"We have every confidence in you, Mr. Byrne," said Gerald, earnestly, "and we are both satisfied that the case could not have been entrusted into more capable hands than yours."
While Gerald was speaking, a door that led to an inner room was opened, and Miriam Byrne came in.
Byrne rose, laid one hand on the region of his heart, and waved the other gracefully.
"My daughter, Mr. Warburton--my only child," he said.
"I am glad that you have called to see us, Mr. Warburton," said Miriam, frankly, in her rich, full voice. "My father has talked so much about you that my curiosity was quite piqued to see for myself what his rara avis was like."
"You will find that I am a bird of very homely plumage," replied Gerald, with a smile. "Your father has been drawing on a too lively imagination. I am afraid that his rara avis will prove to be nothing more wonderful than our familiar friend--the goose."
"What a superb creature!" was Gerald's thought, as he sat down opposite Miriam; and that was the right phrase to apply to her.
Miss Byrne was at this time close upon her twenty-second birthday. Her beauty was of an altogether eastern type. Hardly anyone who met Miriam in the street took her to be an English girl; while to those who knew both her and her father, it was a constant source of wonder how "old Peter" could come to have for his daughter a girl so totally unlike him in every possible way. But Byrne's wife, who died when her daughter was quite an infant, had been a beautiful woman, and Miriam more than inherited her mother's good looks. People knowing the family averred that she was an exact counterpart of her grandmother: a lovely Roumanian Jewess, who had been brought over to England in the train of an Austrian lady of rank, and having found a husband here, had never gone back.
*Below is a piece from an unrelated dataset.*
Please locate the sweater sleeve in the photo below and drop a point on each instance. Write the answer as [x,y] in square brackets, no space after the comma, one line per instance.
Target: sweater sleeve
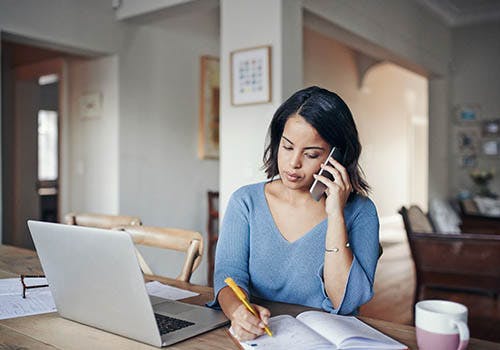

Eyes and hair of the black-set had Miriam Byrne. Large, liquid eyes, shaded with long, black lashes, and arched with delicate, well-defined brows; hair that fell in a thick, heavy mass to her very waist. Tints of the damask rose glowed through the dusky clearness of her cheeks. Her forehead was low and broad as that of some antique Venus. Her mouth was ripe and full, and might have looked somewhat coarse, had it not been relieved by her finely-cut nose with its delicate nostrils. She had on, this evening, a long, trailing dress of violet velvet, which harmonized admirably with her dusky loveliness--a rich, heavy-looking dress by gaslight, but one which daylight would have shown to be faded and frayed in many places. It had, in fact, at one time been a stage-dress, and as such, had been worn by Miss Kesteven of the Royal Westminster Theatre, when playing the heroine of one of Sardou's clever dramas.
The necklace of pearls, with earrings to match, which Miriam wore this evening, were also of stage parentage, but they looked so much like the real thing, that no one, save an expert, could have told without handling them that they were nothing better than clever shams. The one ring, too, which she wore--a hoop of diamonds--on her somewhat large, but well-shaped hand, was not more genuine than her pearl necklace. It had been bought for a few shillings in the Burlington Arcade; but it flashed famously in the gaslight; and as one cannot well take off a lady's ring in order to examine it, answered its purpose just as well as if it had cost a hundred guineas.